Ma chi ci racconta le vite dei nostri genitori, dei nostri nonni, dei nostri bisnonni? Chi ci rivela l’aspetto delle case, delle vie e delle piazze al tempo in cui i nostri avi erano uomini e donne, come noi lo siamo oggi, e i nostri nonni erano bambini e ragazzi come lo sono i nostri figli? Chi ci fa vedere i volti dei nostri cari che non abbiamo potuto incontrare? Chi ci aiuta e insegna ad amare coloro che senza saperlo hanno amato noi e i nostri figli ancora prima che venissero al mondo quelli che al mondo ci hanno messo?

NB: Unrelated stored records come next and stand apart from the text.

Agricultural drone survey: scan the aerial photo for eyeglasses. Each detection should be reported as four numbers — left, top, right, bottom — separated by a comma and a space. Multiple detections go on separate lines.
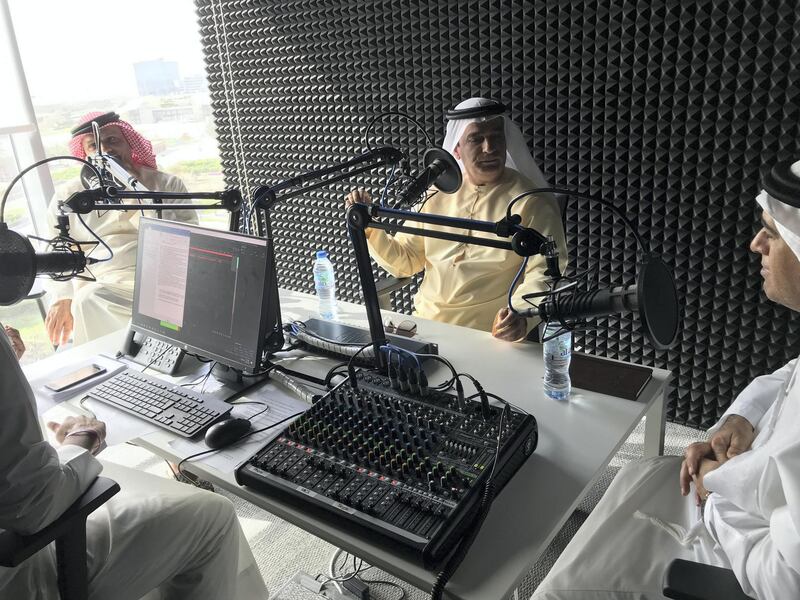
383, 318, 417, 338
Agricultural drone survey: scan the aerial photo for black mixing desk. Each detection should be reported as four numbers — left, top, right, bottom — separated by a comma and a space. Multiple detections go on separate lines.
236, 370, 537, 567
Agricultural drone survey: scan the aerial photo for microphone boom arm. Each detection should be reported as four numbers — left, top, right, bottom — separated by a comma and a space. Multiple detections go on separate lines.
62, 188, 243, 231
347, 202, 553, 369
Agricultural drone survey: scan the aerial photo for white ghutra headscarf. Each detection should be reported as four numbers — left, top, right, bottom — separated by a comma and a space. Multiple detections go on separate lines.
757, 159, 800, 261
441, 97, 550, 190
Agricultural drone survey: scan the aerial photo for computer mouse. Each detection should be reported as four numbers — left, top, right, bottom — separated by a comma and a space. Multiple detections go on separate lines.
204, 417, 252, 449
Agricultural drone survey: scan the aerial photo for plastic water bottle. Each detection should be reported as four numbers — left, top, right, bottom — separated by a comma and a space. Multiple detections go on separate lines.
542, 323, 572, 400
313, 250, 338, 320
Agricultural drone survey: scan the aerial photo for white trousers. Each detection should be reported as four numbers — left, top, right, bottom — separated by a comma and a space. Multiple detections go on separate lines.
531, 456, 729, 600
71, 281, 134, 346
0, 460, 267, 600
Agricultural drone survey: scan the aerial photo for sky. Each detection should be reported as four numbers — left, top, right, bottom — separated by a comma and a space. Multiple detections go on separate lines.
8, 0, 207, 104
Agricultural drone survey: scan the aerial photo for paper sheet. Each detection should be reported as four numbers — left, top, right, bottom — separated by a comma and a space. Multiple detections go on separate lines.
169, 383, 310, 474
31, 354, 128, 412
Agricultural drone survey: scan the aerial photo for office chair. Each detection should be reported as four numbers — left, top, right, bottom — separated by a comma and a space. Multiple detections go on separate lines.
0, 477, 120, 600
662, 558, 755, 600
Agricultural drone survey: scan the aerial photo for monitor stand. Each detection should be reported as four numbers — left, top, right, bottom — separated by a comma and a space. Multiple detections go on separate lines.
205, 363, 270, 403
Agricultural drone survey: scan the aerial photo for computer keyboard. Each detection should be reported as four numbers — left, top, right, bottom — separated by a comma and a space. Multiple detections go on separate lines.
85, 370, 231, 438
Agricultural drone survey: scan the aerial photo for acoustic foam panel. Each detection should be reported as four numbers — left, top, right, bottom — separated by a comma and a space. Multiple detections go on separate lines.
196, 0, 800, 428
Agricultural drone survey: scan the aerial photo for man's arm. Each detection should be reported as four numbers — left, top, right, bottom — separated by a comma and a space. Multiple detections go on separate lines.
708, 359, 796, 437
704, 493, 800, 600
0, 327, 104, 534
507, 193, 568, 334
43, 190, 77, 345
345, 189, 426, 278
159, 174, 199, 224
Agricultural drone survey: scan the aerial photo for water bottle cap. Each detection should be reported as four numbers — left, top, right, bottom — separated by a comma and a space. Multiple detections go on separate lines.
315, 250, 328, 259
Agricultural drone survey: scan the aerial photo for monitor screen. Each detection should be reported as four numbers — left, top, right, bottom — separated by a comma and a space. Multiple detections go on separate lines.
132, 218, 275, 372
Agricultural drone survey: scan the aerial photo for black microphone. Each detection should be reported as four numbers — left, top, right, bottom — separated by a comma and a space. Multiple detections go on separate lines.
522, 256, 679, 350
0, 220, 98, 306
396, 147, 462, 207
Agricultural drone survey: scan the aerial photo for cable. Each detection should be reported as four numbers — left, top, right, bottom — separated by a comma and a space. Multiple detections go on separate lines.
379, 163, 398, 207
175, 408, 305, 477
75, 213, 114, 262
506, 256, 529, 316
140, 346, 173, 373
504, 187, 646, 251
0, 155, 102, 223
364, 111, 433, 152
175, 377, 349, 477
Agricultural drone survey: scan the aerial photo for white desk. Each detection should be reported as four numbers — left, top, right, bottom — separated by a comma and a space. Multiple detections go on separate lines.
27, 289, 670, 600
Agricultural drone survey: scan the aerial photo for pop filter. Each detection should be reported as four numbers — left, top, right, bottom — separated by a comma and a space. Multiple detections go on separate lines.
523, 254, 679, 350
0, 223, 36, 306
422, 147, 461, 193
395, 147, 462, 206
636, 255, 679, 350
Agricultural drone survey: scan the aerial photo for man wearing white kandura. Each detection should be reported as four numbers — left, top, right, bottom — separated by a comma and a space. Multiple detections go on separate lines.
44, 110, 197, 347
346, 97, 567, 342
532, 159, 800, 600
0, 323, 268, 599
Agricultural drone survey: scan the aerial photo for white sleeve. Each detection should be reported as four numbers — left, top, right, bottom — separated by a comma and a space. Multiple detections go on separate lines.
0, 328, 102, 534
708, 359, 796, 434
704, 497, 800, 600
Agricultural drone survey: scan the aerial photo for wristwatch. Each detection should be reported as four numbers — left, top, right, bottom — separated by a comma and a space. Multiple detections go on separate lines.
65, 428, 104, 455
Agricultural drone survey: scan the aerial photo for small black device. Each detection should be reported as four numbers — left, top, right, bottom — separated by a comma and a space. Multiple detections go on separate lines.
121, 329, 185, 375
86, 370, 231, 438
45, 364, 107, 392
236, 370, 537, 568
130, 218, 283, 387
204, 417, 253, 449
290, 318, 438, 364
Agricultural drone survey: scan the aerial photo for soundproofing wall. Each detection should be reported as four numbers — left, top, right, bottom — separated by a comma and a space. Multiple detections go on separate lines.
196, 0, 800, 429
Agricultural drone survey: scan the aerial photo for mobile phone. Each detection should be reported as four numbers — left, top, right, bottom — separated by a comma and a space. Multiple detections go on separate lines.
45, 364, 107, 392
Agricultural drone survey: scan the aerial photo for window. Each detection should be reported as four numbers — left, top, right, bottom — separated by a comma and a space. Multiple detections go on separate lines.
1, 0, 226, 362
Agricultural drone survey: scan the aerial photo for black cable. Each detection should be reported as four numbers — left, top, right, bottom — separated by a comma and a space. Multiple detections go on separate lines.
364, 111, 433, 152
0, 155, 102, 223
175, 377, 350, 477
430, 406, 508, 600
140, 346, 173, 373
504, 187, 646, 251
346, 341, 378, 387
176, 409, 305, 477
75, 213, 114, 262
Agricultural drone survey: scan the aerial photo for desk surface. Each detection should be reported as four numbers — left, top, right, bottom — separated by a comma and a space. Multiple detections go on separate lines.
27, 289, 671, 600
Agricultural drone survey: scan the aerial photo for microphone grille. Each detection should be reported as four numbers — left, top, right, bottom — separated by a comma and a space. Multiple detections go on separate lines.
0, 225, 36, 306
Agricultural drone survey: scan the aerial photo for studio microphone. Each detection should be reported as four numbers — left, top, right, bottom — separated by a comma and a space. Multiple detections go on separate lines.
395, 147, 462, 207
520, 255, 679, 350
0, 219, 98, 306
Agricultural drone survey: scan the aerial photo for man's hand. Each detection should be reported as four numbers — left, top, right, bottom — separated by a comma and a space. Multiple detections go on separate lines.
693, 458, 720, 505
45, 299, 74, 346
345, 188, 372, 209
492, 308, 528, 342
4, 325, 25, 360
709, 414, 755, 464
679, 414, 755, 497
47, 415, 107, 453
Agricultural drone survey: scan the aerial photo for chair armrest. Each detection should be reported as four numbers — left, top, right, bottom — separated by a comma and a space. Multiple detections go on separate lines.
663, 559, 755, 600
0, 477, 120, 567
375, 276, 413, 310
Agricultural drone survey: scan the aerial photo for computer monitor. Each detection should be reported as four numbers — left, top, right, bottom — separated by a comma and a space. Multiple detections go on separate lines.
131, 218, 280, 374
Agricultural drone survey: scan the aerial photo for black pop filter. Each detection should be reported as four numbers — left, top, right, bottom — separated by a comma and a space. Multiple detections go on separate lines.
423, 147, 461, 193
636, 255, 679, 350
0, 223, 36, 306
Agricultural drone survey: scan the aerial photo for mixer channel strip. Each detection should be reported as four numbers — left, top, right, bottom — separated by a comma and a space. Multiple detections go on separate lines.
236, 371, 537, 567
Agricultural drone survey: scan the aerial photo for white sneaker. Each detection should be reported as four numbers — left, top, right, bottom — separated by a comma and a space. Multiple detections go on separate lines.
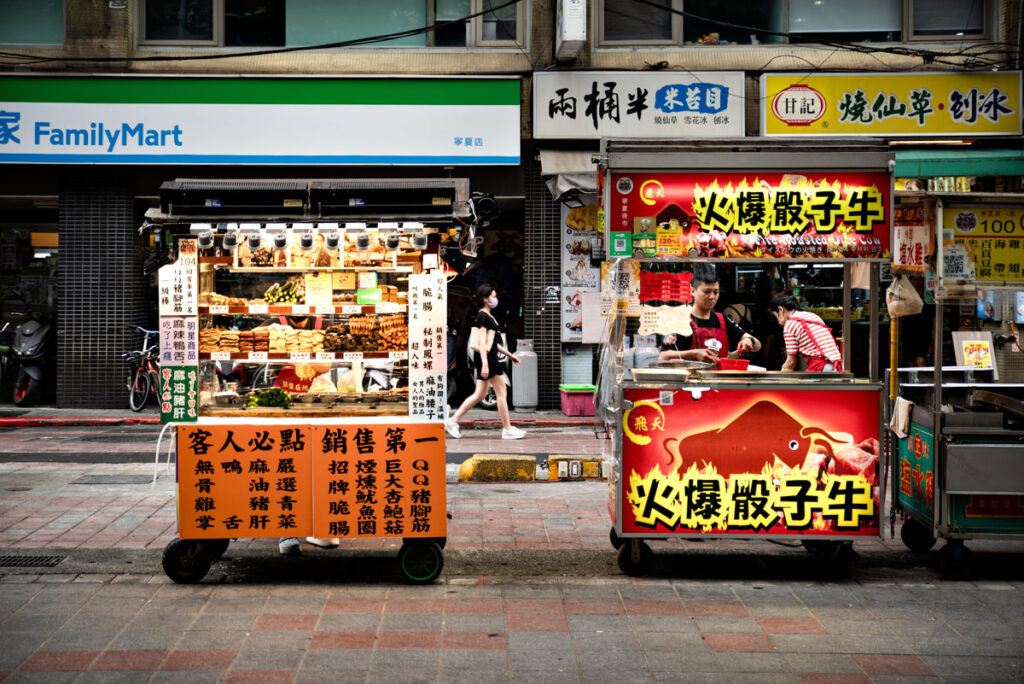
278, 537, 301, 556
501, 426, 526, 440
305, 537, 340, 549
445, 419, 461, 439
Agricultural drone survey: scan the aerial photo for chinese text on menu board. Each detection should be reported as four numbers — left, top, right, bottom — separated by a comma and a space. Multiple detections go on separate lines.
408, 272, 446, 420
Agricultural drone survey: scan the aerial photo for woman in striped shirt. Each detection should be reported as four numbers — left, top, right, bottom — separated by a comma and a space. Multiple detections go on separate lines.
768, 294, 843, 373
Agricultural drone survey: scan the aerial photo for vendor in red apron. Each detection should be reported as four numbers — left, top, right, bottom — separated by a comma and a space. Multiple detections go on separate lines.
270, 315, 325, 392
659, 267, 761, 364
769, 294, 843, 372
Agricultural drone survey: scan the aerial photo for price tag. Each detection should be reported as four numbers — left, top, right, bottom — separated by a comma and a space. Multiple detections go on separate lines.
209, 305, 229, 314
249, 304, 268, 314
210, 351, 231, 361
290, 352, 311, 361
292, 304, 310, 315
248, 351, 268, 362
342, 305, 361, 314
316, 352, 335, 361
343, 352, 363, 361
314, 305, 334, 315
377, 302, 399, 313
388, 351, 408, 360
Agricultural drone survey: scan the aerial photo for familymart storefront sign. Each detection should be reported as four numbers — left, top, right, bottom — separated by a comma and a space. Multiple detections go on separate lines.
0, 76, 520, 165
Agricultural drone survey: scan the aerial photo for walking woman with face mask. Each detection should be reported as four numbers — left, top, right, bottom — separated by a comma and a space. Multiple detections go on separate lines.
446, 284, 525, 440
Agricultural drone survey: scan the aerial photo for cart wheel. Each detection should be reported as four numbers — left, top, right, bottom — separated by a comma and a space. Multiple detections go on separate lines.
398, 541, 444, 584
609, 526, 625, 550
899, 519, 937, 553
616, 540, 653, 576
162, 539, 212, 584
800, 540, 843, 559
404, 536, 446, 550
939, 541, 975, 581
201, 538, 231, 559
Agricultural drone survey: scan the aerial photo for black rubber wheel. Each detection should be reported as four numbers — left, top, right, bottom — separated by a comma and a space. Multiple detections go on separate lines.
201, 538, 231, 559
161, 538, 212, 584
616, 540, 654, 576
801, 539, 843, 559
939, 541, 975, 581
609, 526, 625, 550
900, 518, 937, 553
129, 370, 150, 412
398, 541, 444, 584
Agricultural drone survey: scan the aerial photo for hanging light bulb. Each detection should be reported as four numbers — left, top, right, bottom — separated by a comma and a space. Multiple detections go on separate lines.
197, 230, 215, 250
222, 230, 239, 251
385, 232, 400, 251
356, 232, 371, 251
412, 233, 428, 250
299, 231, 314, 250
247, 232, 262, 251
273, 232, 288, 250
324, 231, 341, 250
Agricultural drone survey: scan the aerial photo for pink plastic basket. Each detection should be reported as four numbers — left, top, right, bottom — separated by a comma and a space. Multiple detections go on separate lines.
559, 388, 596, 416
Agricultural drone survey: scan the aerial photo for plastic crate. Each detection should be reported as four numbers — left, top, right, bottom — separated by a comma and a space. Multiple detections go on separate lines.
559, 384, 597, 416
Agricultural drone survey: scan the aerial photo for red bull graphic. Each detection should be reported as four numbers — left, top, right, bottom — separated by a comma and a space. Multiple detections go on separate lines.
621, 387, 881, 536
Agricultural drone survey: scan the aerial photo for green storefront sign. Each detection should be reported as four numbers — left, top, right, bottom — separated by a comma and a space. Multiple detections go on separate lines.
160, 365, 198, 423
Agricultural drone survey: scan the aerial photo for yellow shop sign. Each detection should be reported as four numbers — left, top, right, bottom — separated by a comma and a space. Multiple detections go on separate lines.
762, 72, 1021, 137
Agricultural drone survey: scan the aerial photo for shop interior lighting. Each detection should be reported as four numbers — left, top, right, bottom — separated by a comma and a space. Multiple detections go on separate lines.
222, 229, 240, 251
197, 230, 215, 250
559, 188, 586, 209
385, 232, 401, 251
246, 232, 262, 251
411, 233, 428, 250
355, 232, 371, 251
324, 231, 341, 250
298, 230, 315, 250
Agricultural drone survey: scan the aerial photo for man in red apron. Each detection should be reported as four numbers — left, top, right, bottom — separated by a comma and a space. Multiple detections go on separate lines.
769, 294, 843, 372
659, 270, 761, 363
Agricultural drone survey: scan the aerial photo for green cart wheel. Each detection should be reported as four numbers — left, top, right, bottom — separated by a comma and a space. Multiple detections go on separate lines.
398, 540, 444, 584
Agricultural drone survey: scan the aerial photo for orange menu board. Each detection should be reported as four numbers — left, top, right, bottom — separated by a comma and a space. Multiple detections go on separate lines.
312, 423, 447, 539
177, 424, 313, 539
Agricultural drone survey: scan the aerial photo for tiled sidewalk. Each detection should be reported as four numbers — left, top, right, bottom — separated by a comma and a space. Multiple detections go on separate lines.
2, 576, 1023, 682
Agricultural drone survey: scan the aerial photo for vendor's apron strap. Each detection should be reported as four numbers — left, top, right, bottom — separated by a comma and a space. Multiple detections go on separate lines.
798, 319, 842, 372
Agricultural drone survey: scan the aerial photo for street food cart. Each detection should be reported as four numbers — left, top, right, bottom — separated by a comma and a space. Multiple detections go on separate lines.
890, 192, 1024, 579
597, 140, 892, 575
150, 179, 465, 583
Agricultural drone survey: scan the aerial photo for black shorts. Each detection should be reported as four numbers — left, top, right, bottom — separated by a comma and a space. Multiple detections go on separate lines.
473, 353, 503, 380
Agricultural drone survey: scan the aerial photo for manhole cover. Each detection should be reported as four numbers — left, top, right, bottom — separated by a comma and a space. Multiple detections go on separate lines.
0, 555, 65, 567
71, 475, 153, 485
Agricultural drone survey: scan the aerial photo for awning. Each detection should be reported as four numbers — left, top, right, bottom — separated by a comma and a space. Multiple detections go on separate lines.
538, 149, 597, 200
894, 148, 1024, 178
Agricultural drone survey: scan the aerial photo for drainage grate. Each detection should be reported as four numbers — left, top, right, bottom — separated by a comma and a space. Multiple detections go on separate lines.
0, 555, 66, 567
71, 475, 153, 485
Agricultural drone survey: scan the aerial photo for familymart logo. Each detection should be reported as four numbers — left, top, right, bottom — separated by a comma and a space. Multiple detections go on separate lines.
0, 110, 184, 151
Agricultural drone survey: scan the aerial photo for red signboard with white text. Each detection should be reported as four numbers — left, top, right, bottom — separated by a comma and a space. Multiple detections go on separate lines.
620, 387, 882, 537
610, 171, 891, 259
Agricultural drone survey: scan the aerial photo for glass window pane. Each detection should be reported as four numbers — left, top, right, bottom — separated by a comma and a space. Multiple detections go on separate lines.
0, 0, 63, 44
604, 0, 672, 41
144, 0, 213, 42
789, 0, 900, 42
435, 0, 469, 47
226, 0, 285, 46
482, 0, 516, 41
286, 0, 427, 47
683, 0, 783, 44
914, 0, 984, 35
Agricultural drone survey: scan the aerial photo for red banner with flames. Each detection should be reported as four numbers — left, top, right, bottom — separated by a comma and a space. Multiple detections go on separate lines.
610, 171, 891, 259
620, 387, 881, 536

Qualche settimana fa, ad Anticoli Corrado, è venuto a trovarmi un signore che non conoscevo e mi ha parlato di un gruppo di persone che per passione fanno proprio questo: vanno in cerca del nostro passato perduto, dei nostri cari sconosciuti, delle case che non abbiamo più ― e nelle quali non possiamo più entrare nemmeno in sogno ― e ci restituiscono tutto ciò per il puro piacere che ne traggono, per la gioia di farlo.
Non lo fanno per noi. Non sono missionari, né della memoria né d’altro. Lo fanno perché li fa stare bene. Quanta gente c’è, ad Anticoli e fuori, i cui piaceri e divertimenti privati sono al contempo pubblici doni?
Beati loro, ho pensato! Non solo saranno molto amati, ma per esserlo devono solo divertirsi!...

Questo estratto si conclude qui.